For, you know, like three and a half days.

This year that pledge has been coupled with one to avoid dessert until I can button my jeans without cutting off the circulation in the lower half of my body.  It's the ultimate insult to my post-holiday injury, but strangely enough I feel okay on what is now day 11 (!!!). I'm resolved with my resolution, if you will. And strangely a bit relieved to not feel the compulsion to eat every cookie in sight because "It's the holidays," and that's what's done.

The transition has been made somewhat easier with healthy "resolution" recipes like this one -- Chili Roasted Tofu with Minted Pomegranate Relish via Sprouted Kitchen. The vibrant flavors, diversity of textures, and addition of avocados, nature's butter, make this dish feel like something special. Even if it is eaten with sparkling water instead of sparkling wine, and without my four-year-old niece making faces at me from across the table.

It's a first step into 2014. And, hopefully, a step toward looser fitting jeans. 

Chili Roasted Tofu with Pomegranate Salsa
Adapted from Sprouted Kitchen
Serves 2

Notes: I left the structure of this recipe mostly intact, but played around with the proportions a bit - using less tofu than is called for, and adjusting the salsa ingredients to an amount more appropriate for one person to have lingering in the fridge. I added the arugula one day to turn this into more of a salad, and enjoyed the peppery contrast to the tartness of the pomegranates, though also enjoyed a side of roasted Brussels sprouts on another occasion. Either way, it's hard to go wrong with this combination of flavors.

For Tofu

6 ounces extra firm tofu, sliced into 1/2'' thick pieces, then halved into triangles
1 1/2 teaspoon chili powder
1/4 teaspoon salt
1 tablespoon tangerine (or orange) juice
1 tablespoon olive oil

Pomegranate Salsa

1/2 pomegranate, deseeded
1 teaspoon orange zest
1 teaspoon tangerine (or orange) juice
1 tablespoon minced shallots
1/3 cup mint leaves, finely chopped
Pinch of salt

For Quinoa
1/2 cup quinoa
Scant cup vegetable broth

To Serve
1/2 ripe avocado, chopped
A couple handfuls of arugula
Olive oil
Salt, pepper

In a small bowl, combine chili powder, salt, tangerine/orange juice and olive oil. Stir together until well combined. Place tofu in zip lock bag and pour the marinade over the pieces. Seal the bag up tightly, making sure to remove any air pockets, and let sit for at least 10 or so minutes (or even overnight if you on top of things).

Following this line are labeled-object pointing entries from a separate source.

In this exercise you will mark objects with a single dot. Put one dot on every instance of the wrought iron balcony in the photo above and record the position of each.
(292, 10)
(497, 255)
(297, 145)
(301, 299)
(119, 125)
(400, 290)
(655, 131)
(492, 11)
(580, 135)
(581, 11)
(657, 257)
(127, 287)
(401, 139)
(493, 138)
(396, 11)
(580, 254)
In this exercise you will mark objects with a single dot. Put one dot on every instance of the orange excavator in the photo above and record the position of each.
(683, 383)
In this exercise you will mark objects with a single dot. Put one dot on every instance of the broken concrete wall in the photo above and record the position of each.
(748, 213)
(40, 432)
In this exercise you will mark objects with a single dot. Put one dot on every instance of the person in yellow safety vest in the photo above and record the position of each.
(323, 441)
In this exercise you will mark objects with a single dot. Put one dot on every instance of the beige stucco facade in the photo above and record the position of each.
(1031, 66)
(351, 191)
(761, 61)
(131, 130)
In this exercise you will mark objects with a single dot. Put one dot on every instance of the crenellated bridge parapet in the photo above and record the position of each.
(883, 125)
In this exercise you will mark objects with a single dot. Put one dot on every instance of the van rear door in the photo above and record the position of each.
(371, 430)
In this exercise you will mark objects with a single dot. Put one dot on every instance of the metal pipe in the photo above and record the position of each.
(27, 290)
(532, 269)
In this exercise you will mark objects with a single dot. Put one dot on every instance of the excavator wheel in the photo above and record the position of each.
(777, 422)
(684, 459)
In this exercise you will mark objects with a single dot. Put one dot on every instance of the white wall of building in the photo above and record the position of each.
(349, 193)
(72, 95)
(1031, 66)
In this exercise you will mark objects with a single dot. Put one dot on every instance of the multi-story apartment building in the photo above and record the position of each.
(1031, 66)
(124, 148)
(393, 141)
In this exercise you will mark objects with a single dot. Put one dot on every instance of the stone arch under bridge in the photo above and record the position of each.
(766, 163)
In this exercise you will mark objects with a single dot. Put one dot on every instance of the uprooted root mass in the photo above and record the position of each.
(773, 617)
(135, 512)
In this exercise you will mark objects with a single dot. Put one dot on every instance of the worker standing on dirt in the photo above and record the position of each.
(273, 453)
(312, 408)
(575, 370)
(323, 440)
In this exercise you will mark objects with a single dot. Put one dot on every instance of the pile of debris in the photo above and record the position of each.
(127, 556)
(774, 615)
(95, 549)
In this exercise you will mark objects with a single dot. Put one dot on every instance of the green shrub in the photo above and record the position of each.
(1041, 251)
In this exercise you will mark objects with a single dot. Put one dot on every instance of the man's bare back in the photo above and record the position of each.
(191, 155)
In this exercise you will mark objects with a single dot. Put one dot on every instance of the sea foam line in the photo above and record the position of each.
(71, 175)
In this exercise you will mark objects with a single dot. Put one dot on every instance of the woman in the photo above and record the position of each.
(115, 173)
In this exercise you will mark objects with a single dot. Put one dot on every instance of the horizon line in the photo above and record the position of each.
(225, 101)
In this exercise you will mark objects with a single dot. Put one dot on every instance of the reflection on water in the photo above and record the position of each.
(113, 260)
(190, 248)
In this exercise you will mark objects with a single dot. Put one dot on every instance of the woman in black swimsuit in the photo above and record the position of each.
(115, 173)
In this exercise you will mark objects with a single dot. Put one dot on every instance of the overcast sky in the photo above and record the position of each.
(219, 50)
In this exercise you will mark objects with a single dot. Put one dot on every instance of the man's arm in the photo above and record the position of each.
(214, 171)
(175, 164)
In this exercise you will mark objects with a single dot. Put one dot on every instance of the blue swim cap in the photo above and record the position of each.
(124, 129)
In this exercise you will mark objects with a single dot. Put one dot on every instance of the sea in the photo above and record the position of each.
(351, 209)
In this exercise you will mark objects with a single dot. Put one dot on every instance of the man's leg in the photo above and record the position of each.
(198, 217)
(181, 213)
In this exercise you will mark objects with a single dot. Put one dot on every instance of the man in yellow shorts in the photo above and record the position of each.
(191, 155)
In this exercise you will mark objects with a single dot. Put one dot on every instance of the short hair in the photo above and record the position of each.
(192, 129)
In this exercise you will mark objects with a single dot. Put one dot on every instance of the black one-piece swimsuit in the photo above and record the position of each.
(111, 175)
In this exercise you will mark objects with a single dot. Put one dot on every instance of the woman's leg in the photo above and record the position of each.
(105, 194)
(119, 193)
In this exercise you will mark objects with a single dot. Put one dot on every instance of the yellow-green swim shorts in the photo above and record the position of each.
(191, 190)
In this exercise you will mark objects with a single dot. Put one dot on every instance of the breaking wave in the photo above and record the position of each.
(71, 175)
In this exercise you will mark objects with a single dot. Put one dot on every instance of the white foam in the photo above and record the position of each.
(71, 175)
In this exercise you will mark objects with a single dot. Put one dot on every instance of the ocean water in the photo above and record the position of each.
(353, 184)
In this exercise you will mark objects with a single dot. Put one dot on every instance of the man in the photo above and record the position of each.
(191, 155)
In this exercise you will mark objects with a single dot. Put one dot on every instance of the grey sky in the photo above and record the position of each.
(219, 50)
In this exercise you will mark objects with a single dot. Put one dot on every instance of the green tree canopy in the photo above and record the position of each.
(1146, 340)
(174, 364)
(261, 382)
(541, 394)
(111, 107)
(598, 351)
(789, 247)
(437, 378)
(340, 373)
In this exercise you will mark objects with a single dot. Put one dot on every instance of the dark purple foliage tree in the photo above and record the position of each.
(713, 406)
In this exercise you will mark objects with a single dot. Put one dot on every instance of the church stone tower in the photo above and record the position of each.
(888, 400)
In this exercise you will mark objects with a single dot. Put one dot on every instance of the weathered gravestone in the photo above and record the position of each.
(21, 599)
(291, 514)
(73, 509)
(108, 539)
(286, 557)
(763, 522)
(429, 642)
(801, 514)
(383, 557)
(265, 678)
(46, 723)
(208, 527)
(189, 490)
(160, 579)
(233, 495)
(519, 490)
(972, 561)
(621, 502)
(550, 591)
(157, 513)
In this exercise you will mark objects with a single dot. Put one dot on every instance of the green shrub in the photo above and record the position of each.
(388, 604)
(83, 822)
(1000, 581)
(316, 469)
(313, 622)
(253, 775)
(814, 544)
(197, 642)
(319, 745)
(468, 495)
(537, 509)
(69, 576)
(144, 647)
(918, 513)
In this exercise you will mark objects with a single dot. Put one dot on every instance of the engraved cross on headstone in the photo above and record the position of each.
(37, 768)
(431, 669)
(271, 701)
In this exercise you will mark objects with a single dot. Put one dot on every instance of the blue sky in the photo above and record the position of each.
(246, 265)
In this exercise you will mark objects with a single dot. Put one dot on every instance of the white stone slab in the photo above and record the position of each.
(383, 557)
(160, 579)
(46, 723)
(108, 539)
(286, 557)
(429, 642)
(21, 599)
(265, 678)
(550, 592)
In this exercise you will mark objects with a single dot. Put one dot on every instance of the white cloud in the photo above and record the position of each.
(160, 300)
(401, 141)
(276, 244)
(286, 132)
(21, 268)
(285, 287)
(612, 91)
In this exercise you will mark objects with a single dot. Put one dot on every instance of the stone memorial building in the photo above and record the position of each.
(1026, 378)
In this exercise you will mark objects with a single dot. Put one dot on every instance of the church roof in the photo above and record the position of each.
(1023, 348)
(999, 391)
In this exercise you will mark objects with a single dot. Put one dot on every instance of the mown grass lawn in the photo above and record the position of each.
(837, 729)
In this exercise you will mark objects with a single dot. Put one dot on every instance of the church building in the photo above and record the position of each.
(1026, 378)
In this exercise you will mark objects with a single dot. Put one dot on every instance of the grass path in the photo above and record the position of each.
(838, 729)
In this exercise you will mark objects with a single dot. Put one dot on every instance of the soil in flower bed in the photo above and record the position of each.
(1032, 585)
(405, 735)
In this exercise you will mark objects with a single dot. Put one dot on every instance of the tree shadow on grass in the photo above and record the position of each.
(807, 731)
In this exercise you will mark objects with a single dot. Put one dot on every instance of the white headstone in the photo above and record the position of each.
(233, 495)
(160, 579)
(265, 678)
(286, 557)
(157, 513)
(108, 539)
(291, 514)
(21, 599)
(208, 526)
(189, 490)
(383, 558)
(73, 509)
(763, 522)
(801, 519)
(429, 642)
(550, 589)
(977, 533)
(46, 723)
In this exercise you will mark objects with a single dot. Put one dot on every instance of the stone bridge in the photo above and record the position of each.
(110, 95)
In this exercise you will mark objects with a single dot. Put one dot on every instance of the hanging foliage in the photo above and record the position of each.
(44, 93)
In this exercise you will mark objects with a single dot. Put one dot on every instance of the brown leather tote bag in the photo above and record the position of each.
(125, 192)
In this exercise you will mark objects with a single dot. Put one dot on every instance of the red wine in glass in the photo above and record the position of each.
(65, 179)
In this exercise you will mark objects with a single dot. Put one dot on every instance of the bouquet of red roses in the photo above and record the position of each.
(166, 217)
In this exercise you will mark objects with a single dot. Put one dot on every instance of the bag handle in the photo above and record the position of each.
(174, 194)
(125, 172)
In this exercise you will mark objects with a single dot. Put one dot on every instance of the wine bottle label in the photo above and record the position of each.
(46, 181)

While the tofu is marinating, combine pomegranate seeds, orange zest, tangerine/orange juice, minced shallots, mint, and salt in a small bowl. Set aside.

Once ready to prepare the tofu, preheat oven to 400 degrees. Line a baking dish with parchment paper and arrange marinated tofu triangles on top. Drizzle marinade over the pieces and bake for 20-25 minutes.

Meanwhile, in a medium sized pot, bring vegetable oil to a boil. Add the quinoa, reduce heat and simmer, covered for 15-20 minutes or until liquid has been absorbed. Remove lid, fluff with a fork and let stand for 5 minutes over low heat.

To Plate:
Scatter arugula leaves over two plates. Drizzle with olive oil and sprinkle with salt/pepper to taste. Spoon quinoa over the arugula, then arrange two tofu triangles over each quinoa mound. Top with pomegranate salsa and avocado.